JULY 2016

I have been rejected from this year’s McGivern Prize.

My submission was this one:

Activ-32A

The theme was ‘Text’. My 200w ‘statement’ ran thus:

‘This painting is from a series I completed earlier this year on the theme of activists. The settings were mainly street demonstrations of modest scale. A key element to demonstrations is text, presented as banners and placards, on t-shirts and badges. Text provides the obvious and usually blunt message to a demonstration, while activists animate or activate this with chants, gestures, sometimes costume and distinctive group formations. The idea is to attract attention and hopefully the mass media, through which their message will gain wider support. Demonstrations became something of a ritual in urban centres throughout the 20th century and now exploit digital media as a further arm of promotion. But text remains the anchor, provides the salience to a cause, while activists provide a human dimension and lively presentation. Demonstrations occasionally turn violent but most pass as part of the civic landscape.

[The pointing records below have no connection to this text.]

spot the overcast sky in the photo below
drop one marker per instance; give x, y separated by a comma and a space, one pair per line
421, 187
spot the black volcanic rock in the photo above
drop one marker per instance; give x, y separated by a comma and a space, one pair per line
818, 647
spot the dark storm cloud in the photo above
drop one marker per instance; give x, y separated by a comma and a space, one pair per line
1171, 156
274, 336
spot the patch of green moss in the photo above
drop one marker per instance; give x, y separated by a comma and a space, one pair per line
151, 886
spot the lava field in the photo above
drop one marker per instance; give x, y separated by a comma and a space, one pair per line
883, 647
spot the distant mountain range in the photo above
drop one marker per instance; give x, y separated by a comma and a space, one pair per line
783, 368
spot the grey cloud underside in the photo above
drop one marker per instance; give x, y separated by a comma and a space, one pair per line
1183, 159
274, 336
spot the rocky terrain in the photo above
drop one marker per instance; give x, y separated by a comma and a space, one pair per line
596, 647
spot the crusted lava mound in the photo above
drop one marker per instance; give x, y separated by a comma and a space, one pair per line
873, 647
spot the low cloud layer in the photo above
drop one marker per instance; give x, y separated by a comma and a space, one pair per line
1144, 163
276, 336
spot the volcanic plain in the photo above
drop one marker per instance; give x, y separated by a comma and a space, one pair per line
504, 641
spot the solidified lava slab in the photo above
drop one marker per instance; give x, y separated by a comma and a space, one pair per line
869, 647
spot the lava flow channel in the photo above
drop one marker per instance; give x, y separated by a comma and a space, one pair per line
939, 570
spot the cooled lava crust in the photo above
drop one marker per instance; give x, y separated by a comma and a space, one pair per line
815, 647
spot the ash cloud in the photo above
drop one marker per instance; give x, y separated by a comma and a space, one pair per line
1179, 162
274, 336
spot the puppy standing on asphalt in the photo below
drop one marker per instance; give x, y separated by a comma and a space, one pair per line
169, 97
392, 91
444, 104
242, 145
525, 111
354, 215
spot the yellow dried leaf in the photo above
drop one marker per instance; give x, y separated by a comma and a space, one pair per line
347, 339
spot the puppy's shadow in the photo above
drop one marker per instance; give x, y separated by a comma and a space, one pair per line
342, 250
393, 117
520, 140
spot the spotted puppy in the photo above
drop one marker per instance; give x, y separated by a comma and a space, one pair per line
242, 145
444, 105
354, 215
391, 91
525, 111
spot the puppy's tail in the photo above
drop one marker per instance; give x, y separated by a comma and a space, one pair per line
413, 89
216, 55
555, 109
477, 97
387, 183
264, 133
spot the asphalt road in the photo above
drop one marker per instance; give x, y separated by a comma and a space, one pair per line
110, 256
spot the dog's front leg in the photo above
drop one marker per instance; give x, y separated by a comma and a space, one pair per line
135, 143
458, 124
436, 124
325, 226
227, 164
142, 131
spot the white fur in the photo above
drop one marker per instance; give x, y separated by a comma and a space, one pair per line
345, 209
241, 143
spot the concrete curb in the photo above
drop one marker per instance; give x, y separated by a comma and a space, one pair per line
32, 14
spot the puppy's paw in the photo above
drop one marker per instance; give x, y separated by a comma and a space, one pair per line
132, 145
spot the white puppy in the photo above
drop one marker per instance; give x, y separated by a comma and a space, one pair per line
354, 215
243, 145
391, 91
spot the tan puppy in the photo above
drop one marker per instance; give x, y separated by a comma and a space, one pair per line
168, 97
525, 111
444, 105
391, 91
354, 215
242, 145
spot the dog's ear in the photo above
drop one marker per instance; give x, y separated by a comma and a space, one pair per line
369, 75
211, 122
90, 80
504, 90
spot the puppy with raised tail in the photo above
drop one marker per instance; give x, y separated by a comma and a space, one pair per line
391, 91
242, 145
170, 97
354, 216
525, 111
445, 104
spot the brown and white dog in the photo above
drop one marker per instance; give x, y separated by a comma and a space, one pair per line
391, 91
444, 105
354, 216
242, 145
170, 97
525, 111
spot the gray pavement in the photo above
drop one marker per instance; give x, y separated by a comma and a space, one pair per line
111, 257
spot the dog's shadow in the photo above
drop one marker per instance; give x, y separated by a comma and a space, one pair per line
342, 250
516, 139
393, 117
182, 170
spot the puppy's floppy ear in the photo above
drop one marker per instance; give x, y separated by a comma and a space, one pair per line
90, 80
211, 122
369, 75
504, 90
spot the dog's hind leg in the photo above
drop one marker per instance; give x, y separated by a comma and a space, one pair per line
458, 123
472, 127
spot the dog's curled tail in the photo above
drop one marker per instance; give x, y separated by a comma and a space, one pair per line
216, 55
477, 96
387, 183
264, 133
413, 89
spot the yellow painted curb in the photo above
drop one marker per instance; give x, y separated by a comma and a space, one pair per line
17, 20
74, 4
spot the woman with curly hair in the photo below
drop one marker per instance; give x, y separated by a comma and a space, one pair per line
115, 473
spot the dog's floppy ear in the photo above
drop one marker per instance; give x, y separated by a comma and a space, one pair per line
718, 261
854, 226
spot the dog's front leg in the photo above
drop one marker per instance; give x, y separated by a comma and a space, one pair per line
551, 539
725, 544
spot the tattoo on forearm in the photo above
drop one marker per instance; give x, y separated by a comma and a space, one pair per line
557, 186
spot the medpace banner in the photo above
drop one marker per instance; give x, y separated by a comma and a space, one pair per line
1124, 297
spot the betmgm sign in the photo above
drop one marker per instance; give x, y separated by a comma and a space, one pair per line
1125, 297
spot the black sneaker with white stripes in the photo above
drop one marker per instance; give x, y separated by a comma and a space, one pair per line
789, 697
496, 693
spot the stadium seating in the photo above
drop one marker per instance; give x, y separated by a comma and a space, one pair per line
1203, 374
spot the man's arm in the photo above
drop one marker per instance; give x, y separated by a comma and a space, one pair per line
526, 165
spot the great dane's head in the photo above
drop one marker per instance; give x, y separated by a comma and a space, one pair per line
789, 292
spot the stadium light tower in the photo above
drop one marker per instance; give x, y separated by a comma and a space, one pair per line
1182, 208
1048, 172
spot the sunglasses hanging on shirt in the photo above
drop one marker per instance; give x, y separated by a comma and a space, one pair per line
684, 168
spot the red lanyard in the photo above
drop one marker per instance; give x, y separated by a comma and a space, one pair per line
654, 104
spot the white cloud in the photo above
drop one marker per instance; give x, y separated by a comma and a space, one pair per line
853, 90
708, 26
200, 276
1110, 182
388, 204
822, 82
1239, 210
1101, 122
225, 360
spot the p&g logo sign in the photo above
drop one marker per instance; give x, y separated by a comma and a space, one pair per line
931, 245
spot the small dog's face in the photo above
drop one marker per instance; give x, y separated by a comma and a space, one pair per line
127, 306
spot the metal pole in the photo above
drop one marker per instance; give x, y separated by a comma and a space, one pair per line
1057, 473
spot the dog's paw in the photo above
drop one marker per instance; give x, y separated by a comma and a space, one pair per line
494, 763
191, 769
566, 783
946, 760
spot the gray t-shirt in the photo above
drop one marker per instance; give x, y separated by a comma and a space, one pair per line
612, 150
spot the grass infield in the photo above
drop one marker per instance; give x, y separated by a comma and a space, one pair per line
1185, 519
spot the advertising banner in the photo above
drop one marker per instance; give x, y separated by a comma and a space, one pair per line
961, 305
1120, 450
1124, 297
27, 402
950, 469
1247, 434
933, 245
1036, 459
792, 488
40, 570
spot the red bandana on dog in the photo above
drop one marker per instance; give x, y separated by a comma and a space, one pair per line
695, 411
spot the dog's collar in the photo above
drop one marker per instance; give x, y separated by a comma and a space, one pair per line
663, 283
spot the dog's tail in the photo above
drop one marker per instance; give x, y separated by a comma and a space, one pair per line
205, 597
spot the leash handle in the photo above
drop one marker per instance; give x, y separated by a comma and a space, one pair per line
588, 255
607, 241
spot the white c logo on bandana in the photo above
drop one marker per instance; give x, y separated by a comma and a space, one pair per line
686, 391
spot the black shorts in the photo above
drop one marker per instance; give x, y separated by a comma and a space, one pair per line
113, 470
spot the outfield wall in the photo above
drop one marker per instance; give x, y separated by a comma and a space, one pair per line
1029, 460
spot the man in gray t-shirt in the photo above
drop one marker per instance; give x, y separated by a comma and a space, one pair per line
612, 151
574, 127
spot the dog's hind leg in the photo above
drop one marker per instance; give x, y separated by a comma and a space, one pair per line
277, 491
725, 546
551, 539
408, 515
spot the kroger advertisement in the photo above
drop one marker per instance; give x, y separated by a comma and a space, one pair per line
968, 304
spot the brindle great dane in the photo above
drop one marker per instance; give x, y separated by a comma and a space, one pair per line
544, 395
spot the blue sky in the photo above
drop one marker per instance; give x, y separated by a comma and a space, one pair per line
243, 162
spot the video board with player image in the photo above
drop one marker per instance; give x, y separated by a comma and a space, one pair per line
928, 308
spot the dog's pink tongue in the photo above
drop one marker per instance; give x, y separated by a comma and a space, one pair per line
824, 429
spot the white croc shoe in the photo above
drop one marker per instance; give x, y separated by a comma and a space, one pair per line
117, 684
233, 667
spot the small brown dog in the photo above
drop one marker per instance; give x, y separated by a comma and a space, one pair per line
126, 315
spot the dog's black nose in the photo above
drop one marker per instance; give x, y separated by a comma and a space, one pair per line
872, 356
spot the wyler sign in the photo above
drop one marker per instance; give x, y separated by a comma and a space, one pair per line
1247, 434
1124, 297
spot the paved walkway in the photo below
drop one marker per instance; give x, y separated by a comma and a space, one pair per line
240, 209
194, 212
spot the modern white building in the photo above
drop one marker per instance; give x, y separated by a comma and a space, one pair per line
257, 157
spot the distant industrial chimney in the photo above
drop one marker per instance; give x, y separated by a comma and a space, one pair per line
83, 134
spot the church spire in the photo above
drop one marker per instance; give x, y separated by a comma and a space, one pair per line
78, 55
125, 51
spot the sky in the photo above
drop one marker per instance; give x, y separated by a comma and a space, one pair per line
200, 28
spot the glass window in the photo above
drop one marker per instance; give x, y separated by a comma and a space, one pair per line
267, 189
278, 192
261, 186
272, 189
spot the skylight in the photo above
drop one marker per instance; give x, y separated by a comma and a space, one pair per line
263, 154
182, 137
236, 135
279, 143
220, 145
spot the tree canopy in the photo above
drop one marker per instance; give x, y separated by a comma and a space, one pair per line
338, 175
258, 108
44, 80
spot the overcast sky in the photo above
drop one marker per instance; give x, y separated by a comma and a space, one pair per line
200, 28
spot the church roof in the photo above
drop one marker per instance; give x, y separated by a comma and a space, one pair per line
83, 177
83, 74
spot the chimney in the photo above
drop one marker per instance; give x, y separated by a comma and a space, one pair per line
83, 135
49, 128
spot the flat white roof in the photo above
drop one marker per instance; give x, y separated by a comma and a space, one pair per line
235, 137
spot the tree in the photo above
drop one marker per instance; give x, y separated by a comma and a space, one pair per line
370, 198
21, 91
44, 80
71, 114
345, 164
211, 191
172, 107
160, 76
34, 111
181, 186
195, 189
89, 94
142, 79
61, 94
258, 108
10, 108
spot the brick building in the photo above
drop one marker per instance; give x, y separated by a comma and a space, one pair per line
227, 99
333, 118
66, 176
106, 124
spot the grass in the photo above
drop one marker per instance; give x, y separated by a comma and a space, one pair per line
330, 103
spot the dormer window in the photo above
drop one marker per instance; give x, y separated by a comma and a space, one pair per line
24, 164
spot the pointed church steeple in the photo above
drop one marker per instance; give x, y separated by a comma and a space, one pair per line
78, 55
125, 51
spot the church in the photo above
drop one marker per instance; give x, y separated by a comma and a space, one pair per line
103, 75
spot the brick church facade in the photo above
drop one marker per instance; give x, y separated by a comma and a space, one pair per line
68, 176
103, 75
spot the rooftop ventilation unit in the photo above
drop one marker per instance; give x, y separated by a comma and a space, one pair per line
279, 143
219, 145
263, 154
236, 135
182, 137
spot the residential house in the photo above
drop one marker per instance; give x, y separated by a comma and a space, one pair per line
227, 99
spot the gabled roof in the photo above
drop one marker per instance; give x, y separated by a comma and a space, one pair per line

The relation between text and activists has interesting parallels between pictures and text. Text spells out its meaning, pictures weave a context around it. Pictures typically have titles, but the title is hardly the equivalent, but rather a jumping-off point from which one then interprets the picture and text. In other words, they share a symbiotic relation.’

I gave the title as Activists Pretext, acrylic on canvas,  112 X 92cm (within their constraints). Luckily, I only submitted the Photoshop file, so at least I’m not out of pocket for time and expenses.


 

I was also rejected from this year’s Geelong Art Prize. It’s been a big month for rejections.

My submission was a variation on ROBO-14 from my series ROBO:

Robo-at-Stringybark-Creek2WS

The work was titled ROBO at Stringy Bark Creek, its specifications given as 163.3 X 137cm, acrylic on canvas, 2016. Actually it was just a Photoshop file as well. I didn’t really expect to make the cut here, either going on past experience with curator Jason Smith (in 1996 when he was an assistant curator at the NGV) or tacit bias toward artist’s represented by prominent galleries, a tendency shared by most ‘public’ art prizes.

In other words, I was going through the motions, hoping for a miracle.

ROBO at Stringy Bark Creek was intended as a complex play on iconography, the title alluding firstly to Sidney Nolan’s famous Death of Sergeant Kennedy at Stringybark Creek (1947), then to radical and somewhat futuristic transformation of the Victorian landscape and economy. In the Nolan painting, one of a series chronicling the crimes of outlaw Ned Kelly in a faux naïf style, the artist deliberately depersonalises Kelly, depicting his famous home-made armour as a flat black Modernist square – as essentially a mechanical or robotic figure. It provides metaphorical armour with which the artist can sally forth into Australian culture, so that Kelly becomes not just a resourceful outlaw but a deeply subversive folk hero.

My work updates, inverts and relocates that story, while retaining a rural Victorian setting and armour-plated figure. Rather than the grazing country of Northern Victoria, it features the vineyards that have come to dominate the Yarra Valley, like many other areas of Victoria. (Hence the slight change of spelling for Stringy Bark Creek (near Coldstream) as opposed to Stringybark Creek, further north, near Mansfield). The view rarely attracts a landscape painter because it has little or no local distinction. It could be anywhere. In my painting, it is precisely that anonymity that is played against the roadside sign announcing some vestige of the original creek nearby. Even without the robotic figure, the landscape deals in a heavy irony of locale and identity.

But it is not just a later time and land use that is contrasted with Nolan’s vision, but the armour-plated figure, now in the service of global corporate agriculture, in spite of a conspicuously nationalistic livery of green and gold. Crucially, the figure is rendered in the style of children’s comic strips or animations, is a mythic or futuristic robot for that. But he is here given a very particular occupation and location. His shoulder disks operate as spraying nozzles, much like the spraying disks mounted in elaborate racks on special elevated tractors that straddle the vineyard rows. The armour thus takes on a protective role against toxins as much as transgressors, suggesting a different kind of threat. It is a more troubling message, even for its smooth, simplistic style and like the Nolan it deals in an unlikely juxtaposition of styles. For Nolan folk art falls in step with Modernism to promote a grassroots outlaw ethos, in art and culture. In my case, slick children’s illustration is mixed with digitally modified photography to urge an insidious and oppressive conformity, pictorially and economically. One seeks escape, the other confrontation with overwhelming forces. Both deal in vital Australian cultural issues.